Allah (c.c.)’ın yolu ‘Sırat-ı Müstakim’dir (dosdoğru yol). Onu bulan bir insan, her şeyde orta yolu tutmuş sayılır. Artık o, gazapta, akılda, şehvette olduğu gibi, cihadda ve ibadetlerde de hep orta yolu takip eder. Bu da Allah (c.c.)’ın insanı kendi yoluna hidayet etmesi demektir. Fedakârlık derecesi ne olursa olsun, dışa karşı verilen bu kavga, bütünüyle ‘küçük cihad’a dâhildir. Ancak bunun küçük cihad olması, büyük cihada nispetledir; yoksa dışarıya karşı yapılan bu cihadın küçük hiçbir tarafı yoktur; aksine kazandırdığı netice pek büyüktür. Nasıl büyük olmasın ki, bu yolda ‘gâzi’ olup cennete aday olmak, şehid olup ‘berzah’ hayatını dipdiri yaşamak ve her ikisinin sonunda Allah (c.c.)’ın rızasına ermek, sonsuz cennete kavuşmak söz konusudur. Evet, böyle bir neticeyle sonuçlanan cihad nasıl küçük cihad olabilir ki?

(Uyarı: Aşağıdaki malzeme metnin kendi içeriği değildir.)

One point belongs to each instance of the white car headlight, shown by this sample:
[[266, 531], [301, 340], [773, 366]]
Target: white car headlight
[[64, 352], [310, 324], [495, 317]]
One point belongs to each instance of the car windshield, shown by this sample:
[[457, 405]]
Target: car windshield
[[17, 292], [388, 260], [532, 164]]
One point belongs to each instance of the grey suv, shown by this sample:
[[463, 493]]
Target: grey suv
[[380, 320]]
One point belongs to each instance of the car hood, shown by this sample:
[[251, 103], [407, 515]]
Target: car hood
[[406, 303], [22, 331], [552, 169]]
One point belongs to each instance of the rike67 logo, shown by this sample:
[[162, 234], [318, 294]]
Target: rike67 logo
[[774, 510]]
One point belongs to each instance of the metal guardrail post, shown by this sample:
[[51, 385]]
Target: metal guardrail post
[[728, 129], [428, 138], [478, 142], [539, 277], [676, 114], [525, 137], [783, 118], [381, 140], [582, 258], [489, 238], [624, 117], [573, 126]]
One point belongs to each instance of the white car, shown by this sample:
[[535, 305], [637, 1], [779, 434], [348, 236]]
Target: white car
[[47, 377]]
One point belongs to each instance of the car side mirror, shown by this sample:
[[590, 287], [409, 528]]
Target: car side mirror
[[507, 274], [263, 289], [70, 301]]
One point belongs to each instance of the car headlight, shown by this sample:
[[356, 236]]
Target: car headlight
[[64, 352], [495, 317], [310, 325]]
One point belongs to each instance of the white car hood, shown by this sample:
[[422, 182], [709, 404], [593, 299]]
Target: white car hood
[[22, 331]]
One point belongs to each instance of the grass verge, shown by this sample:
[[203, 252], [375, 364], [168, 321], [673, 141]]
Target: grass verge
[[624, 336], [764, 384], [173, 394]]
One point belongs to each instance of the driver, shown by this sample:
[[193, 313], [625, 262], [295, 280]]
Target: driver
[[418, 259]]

İslâm Birliği, Müslümanların barış ve güven ortamında yaşamalarını, dünya ve ahiret saadetine kavuşmalarını, dolayısıyla Allah Teâlâ’ya karşı kulluk görevlerine daha güzel bir şekilde yerine getirmelerini sağlayacaktır. İnsanlar toplum hayatında birbirlerinin yaşayış ve davranışlarından etkilenirler. İslâm’ın hükümleri ve ahlâk esasları bir yerde uygulandıkça, kötü ahlâk hastalıkları toplum bünyesinden uzaklaştıkça bunlardan uzak kalan insanlar da bu değerlere bağlanmaya ve onları uygulamaya başlarlar. Böylelikle toplum topyekûn adım adım Allah’a giden kulluk yoluna, rıza yoluna girmiş olur. İşte bunun sonucu da Kur’an-ı Kerim’de ifadesini bulan “Allah onlardan razı oldu ve onlar da Allah’tan razı oldular” sırrına kavuşurlar.